Vigile et Homère

Avec audace, la pièce commence par des images sur écran. Un court-métrage pour établir un état géographique des lieux - une place de Nouméa - et l'état psychologique de Nesta - ex-taulard paumé, emprisonné à tort, mais réintégré dans son travail de nuit. Un rapport de faits-divers biographiques pour comprendre son parcours d'enfant ballotté entre deux mondes, Maré et la grande ville, entre deux familles, la vraie (ayant explosé), et celle d'adoption. Deux mondes où cohabitent violence physiques, et affections. En gros tout ce qui fait notre actualité...
Ce portrait brosse une frange sociale, majoritaire du pas, dans un paysage multiple. Puis, le vigile prend vie, corps et la parole sur scène dans cette nuit pas tendre pour lui, exposé, tous les 18 mars depuis trois ans, aux cadeaux d'anniversaires spéciaux de sa femme.

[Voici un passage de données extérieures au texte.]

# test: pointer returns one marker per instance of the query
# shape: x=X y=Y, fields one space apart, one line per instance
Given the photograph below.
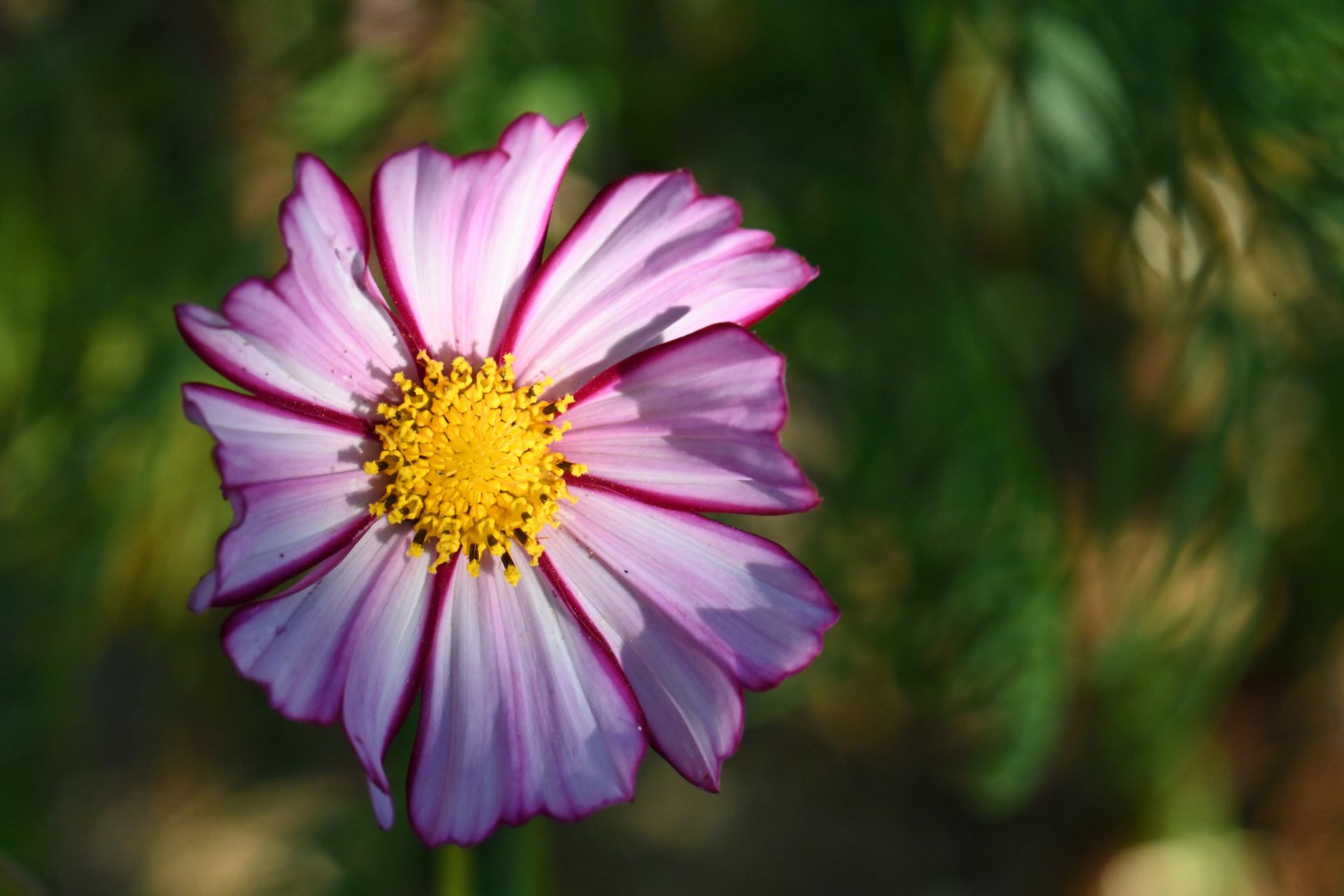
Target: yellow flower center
x=470 y=463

Comme la jeunesse dans ses choix, Nesta (référence au grand Bob) se perd dans la réalité sociale (ce que doit toujours exprimer le théâtre) de ce lieu, entouré par le savoir (l'Université), la souffrance (l'hôpital psychiatrique) et par les squats (dérives et délinquance).
Petit à petit, faisant fi des ordres désincarnés venus d'une autorité verticale, il va investir la salle, la scène, la pièces réelle qui s'y joue et l'acteur qu'il imagine comme... son double, son alter ego. Sur les planches, l'Odyssée d'Homère, mythe répété depuis la nuit des temps par les hommes, ressemble à celle du vigile : exil loin du foyze, retour tardif, prétendant instalé et Pénélope instable. Spectateur de sa vie, il voit sa propre tragédie, tout comme le public venant au théâtre se frotte aux tourments de l'âme humaine pour les exorciser.

Le texte dense, porté par le fabuleux acteur Wakeu Fogaing, est rythmé de phrases courtes sans sujet, de répétitions musicales et obsessionnelles de mots, de retours cycliques sur l'action balisée par les anniversaires conjugaux.